SUASANA khidmat dan penuh kekhusyukan menyelimuti pelataran Gua Maria Talanging Sih, Tegalsari, Paroki Keluarga Kudus Atmodirono, Kamis malam (26/6).
Dalam semarak peringatan Malam 1 Sura, hampir 400 umat tumpah ruah mengikuti Perayaan Ekaristi yang dibalut dalam nuansa budaya Jawa dan iman Katolik.
Gema gamelan yang ditabuh OMK Atmodirono mengiringi prosesi petugas liturgi dan imam menuju altar yang terletak di sisi kiri gua. Di tengah alunan lagu pembuka, umat berdiri menyambut prosesi dengan sikap hormat. Malam itu, suasana menjadi begitu sakral, menyatukan iman dan budaya di bawah langit malam yang bersahabat.

Romo Yusup “Nano” Sunarno MSF, Pastor Kepala Paroki Atmodirono, memimpin perayaan Ekaristi.
Dalam homili, Romo Nano mengulas makna Satu Suro dari perspektif sejarah Jawa. Ia menjelaskan bagaimana Sultan Agung merancang penanggalan Jawa dengan menggabungkan unsur Tahun Saka (Hindu) dan Hijriah (Islam) sebagai bentuk upaya mempersatukan masyarakat dari berbagai latar belakang.
“Penanggalan Jawa adalah simbol persatuan. Sultan Agung ingin menyatukan masyarakat yang beragam – baik dalam suku maupun agama,” terang Romo Nano dalam Bahasa Jawa yang kental.

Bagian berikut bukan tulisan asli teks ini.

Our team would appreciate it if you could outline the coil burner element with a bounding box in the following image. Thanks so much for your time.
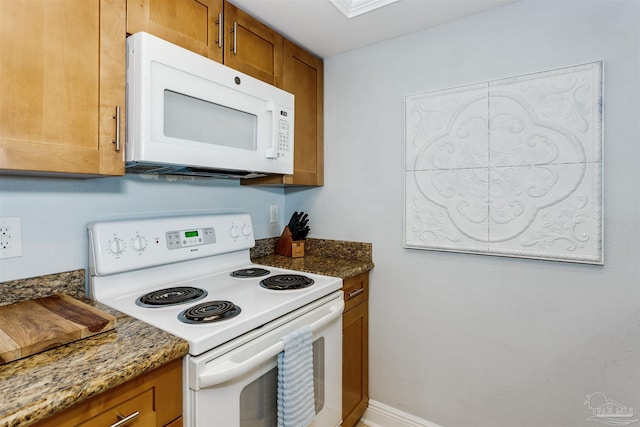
[137,287,208,308]
[259,274,314,290]
[230,268,271,278]
[178,300,242,324]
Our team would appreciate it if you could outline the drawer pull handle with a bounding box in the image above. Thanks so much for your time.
[347,288,364,299]
[110,411,140,427]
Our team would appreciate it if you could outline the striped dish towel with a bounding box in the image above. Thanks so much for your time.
[277,325,316,427]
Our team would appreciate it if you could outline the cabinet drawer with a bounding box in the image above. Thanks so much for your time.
[343,272,369,312]
[78,388,156,427]
[34,358,182,427]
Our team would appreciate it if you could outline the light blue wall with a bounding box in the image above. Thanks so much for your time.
[288,0,640,426]
[0,175,286,282]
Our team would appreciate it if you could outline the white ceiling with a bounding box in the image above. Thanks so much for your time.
[228,0,517,58]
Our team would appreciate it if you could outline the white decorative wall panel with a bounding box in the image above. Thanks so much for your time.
[404,61,603,263]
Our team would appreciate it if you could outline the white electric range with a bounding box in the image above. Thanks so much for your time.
[88,213,343,427]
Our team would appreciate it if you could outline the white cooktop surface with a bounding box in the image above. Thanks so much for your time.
[98,264,341,356]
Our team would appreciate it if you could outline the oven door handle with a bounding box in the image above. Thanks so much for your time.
[198,299,344,388]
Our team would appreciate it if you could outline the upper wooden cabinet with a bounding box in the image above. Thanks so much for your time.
[127,1,282,86]
[222,2,283,86]
[246,39,324,186]
[0,0,125,176]
[284,40,324,186]
[127,0,224,62]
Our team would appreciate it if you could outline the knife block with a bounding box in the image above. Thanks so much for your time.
[274,226,305,258]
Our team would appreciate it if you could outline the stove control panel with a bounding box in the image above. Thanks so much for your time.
[166,227,216,250]
[89,213,255,276]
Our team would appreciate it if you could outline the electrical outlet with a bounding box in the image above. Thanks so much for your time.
[0,217,22,260]
[269,205,279,224]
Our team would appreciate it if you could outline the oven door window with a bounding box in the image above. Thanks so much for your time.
[239,338,325,427]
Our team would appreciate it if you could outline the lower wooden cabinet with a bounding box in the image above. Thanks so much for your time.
[34,358,182,427]
[342,272,369,427]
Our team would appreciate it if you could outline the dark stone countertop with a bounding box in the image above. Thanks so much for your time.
[251,237,375,279]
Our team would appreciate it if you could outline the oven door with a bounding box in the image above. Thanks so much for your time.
[185,292,344,427]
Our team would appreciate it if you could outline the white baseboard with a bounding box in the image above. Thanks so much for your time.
[361,399,444,427]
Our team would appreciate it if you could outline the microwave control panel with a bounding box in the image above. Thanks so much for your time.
[277,107,293,158]
[278,117,290,158]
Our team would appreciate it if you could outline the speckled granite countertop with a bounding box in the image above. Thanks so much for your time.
[0,270,189,427]
[251,237,374,278]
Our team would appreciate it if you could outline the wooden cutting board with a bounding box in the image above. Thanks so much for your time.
[0,294,116,364]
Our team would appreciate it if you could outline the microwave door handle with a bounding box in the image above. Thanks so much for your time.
[197,299,344,389]
[264,101,278,159]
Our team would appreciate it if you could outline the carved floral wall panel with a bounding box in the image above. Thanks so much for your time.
[404,61,603,263]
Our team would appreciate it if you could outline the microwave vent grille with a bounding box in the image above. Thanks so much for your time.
[125,162,268,180]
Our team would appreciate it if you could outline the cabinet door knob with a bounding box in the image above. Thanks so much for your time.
[109,411,140,427]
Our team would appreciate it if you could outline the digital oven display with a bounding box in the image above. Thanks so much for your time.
[184,230,199,238]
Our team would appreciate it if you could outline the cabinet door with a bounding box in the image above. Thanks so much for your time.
[0,0,124,176]
[244,39,324,186]
[342,301,369,427]
[223,1,283,86]
[283,39,323,186]
[127,0,223,62]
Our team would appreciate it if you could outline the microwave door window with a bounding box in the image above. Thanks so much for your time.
[163,90,257,151]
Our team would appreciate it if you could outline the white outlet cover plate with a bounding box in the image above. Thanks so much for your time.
[0,216,22,260]
[270,205,279,224]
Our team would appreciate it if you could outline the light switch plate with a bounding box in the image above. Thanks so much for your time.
[0,217,22,260]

Tradisi, Syukur, dan Kebersamaan
Kehadiran umat malam itu jauh melampaui ekspektasi panitia. Ketua Pengurus Kapel Kristus Raja dan Gua Maria Talanging Sih, Gregorius Asiadhi Bramantyo, menyebut jumlah umat “mbludak”, melebihi kapasitas area pelataran gua dan kapel.
“Kami siapkan 350 porsi bubur sura; ternyata habis sekejap. Kami benar-benar terkejut dengan antusiasme umat,” ungkap Bramantyo.
Usai misa, umat diajak menikmati pesta syukur dengan sajian khas Jawa seperti bubur sura, kacang dan pisang godog, pohong, kimpul, kentang ireng, ditemani teh panas dan wedang jahe. Semua dinikmati bersama dengan iringan musik gamelan oleh OMK yang terus mengalun hingga acara usai.
Acara Malam 1 Sura di Gua Maria Talanging Sih memang telah menjadi tradisi tahunan. Namun tahun ini terasa lebih istimewa karena bertepatan dengan malam Jumat Kliwon, yang dalam budaya Jawa dipercaya sebagai malam yang penuh makna spiritual. Maka di akhir Ekaristi, diadakan benda-benda rohani oleh Romo Nano, seperti salib, rosario, patung santo-santa.


Menjaga tradisi, menghidupi iman
Perayaan ini menjadi momen penting untuk memaknai iman melalui budaya, sekaligus mempererat kebersamaan umat lintas usia dan lintas paroki. Di tengah derasnya arus modernitas, peristiwa seperti ini menjadi pengingat bahwa iman dan tradisi lokal dapat bersinergi tanpa saling meniadakan.
Di malam bertabur bintang dan iringan gamelan itu, umat pulang membawa sukacita dan harapan baru, menyongsong Tahun Jawa yang baru dengan semangat persatuan dan iman yang semakin dalam.